How does Miss Pinsent function in the story?
She serves as the hotel's gossip and Lady Susan's loyal follower, revealing the social hierarchy and policing of newcomers through her chatter with Lydia.
What is the central irony of Lydia's position at the Hotel Bellosguardo?
She fled her marriage claiming to reject social conventions, yet she clings desperately to the respectability she finds among the hotel's conventional guests.
How does the story explore the gap between Lydia's ideals and her actual desires?
Lydia intellectually rejects marriage as a 'vulgar fraud,' but emotionally craves the social acceptance that only marriage can provide, revealing self-deception at the heart of her rebellion.
What does Lydia mean when she says marriage exists 'to keep people away from each other'?
She argues that the duties, children, and social obligations of marriage create a protective buffer between partners; without them, she and Gannett are dangerously overexposed to each other.
How does the story portray the double standard facing women who defy convention?
Both Lydia and Mrs. Cope have left their husbands, yet both remain dependent on male partners and social approval, showing that rebellion does not free them from gendered power structures.
What does the divorce document symbolize when it appears in Lydia's dressing bag on the train?
It symbolizes the unavoidable question of their future together, hanging 'suspended over her head and his' like a threat that forces them to confront what their relationship really means.
How does the Hotel Bellosguardo function as a symbol in the story?
It represents the conventional society Lydia and Gannett claimed to reject -- a microcosm of rigid respectability whose approval they find themselves desperately seeking.
What is ironic about Lydia's treatment of Mrs.

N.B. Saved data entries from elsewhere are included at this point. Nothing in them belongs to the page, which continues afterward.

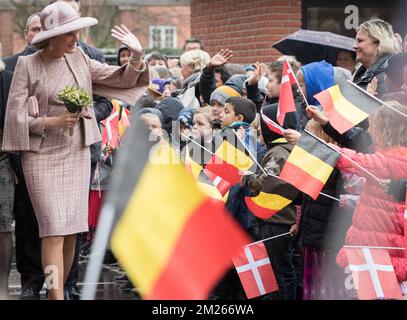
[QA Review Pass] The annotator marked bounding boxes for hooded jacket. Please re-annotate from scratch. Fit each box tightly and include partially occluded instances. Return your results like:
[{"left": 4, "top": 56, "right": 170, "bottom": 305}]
[
  {"left": 117, "top": 45, "right": 130, "bottom": 66},
  {"left": 301, "top": 60, "right": 335, "bottom": 106},
  {"left": 156, "top": 97, "right": 184, "bottom": 135}
]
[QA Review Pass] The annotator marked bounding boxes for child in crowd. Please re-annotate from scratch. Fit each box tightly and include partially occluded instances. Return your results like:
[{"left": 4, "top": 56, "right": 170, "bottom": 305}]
[
  {"left": 241, "top": 104, "right": 301, "bottom": 300},
  {"left": 333, "top": 102, "right": 407, "bottom": 297}
]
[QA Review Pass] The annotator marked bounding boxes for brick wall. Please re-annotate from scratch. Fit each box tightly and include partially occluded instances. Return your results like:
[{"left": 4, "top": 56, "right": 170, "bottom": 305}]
[
  {"left": 0, "top": 10, "right": 15, "bottom": 56},
  {"left": 1, "top": 4, "right": 190, "bottom": 56},
  {"left": 119, "top": 5, "right": 191, "bottom": 50},
  {"left": 191, "top": 0, "right": 302, "bottom": 64}
]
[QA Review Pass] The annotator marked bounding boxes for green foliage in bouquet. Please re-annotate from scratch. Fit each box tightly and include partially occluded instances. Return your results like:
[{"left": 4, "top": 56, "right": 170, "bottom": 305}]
[{"left": 58, "top": 86, "right": 93, "bottom": 113}]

Cope in the garden?
Lydia, herself an unmarried woman living with a lover, recoils from Mrs. Cope with the same judgmental horror that 'respectable' society would direct at Lydia herself.
How does Wharton use the ambiguous ending to reinforce the story's themes?
Lydia's return from the gangplank and Gannett's looking up trains to Paris suggest they will marry after all, undermining Lydia's principles and confirming the inescapable pull of convention.
What narrative point of view does Wharton use, and what effect does it create?
Third-person limited, shifting between Lydia's and Gannett's perspectives. This lets readers see how each privately struggles with the same problem from different angles.
What does 'modus vivendi' mean as Gannett uses it in their argument about marriage?
A practical arrangement that allows conflicting parties to coexist. Gannett argues that even if they reject social conventions, they must work within them to live in the world.
What does Lydia mean by calling marriage a 'vulgar fraud upon society'?
She means that marrying now would be a dishonest attempt to sneak back into the respectability they voluntarily gave up, deceiving the very people whose morality they once mocked.
What does 'noyade' mean in the context of the story's final section?
A mass execution by drowning. Wharton uses it metaphorically to describe Lydia and Gannett as bound together in a drowning embrace of passion, 'resisting yet clinging as they went down.'
What is the significance of Lydia's quote: 'I was free before'?
When Gannett says the divorce makes her free to marry, Lydia insists she was already free -- her freedom came from leaving Tillotson, not from a legal document, and marriage would only create new bondage.
What does Gannett reveal when he says 'It's damnable' about their deception at the hotel?
He admits he shares Lydia's shame about pretending to be married, showing that his desire for respectability is just as strong as hers despite his earlier arguments for pragmatism.
What does Lydia confess when she says 'Respectability... I've stolen it because I couldn't get it any other way'?
She admits that the social standing she claimed to despise has become precious to her, and that passing as Gannett's wife at the hotel was a form of theft -- enjoying a status she had no right to claim.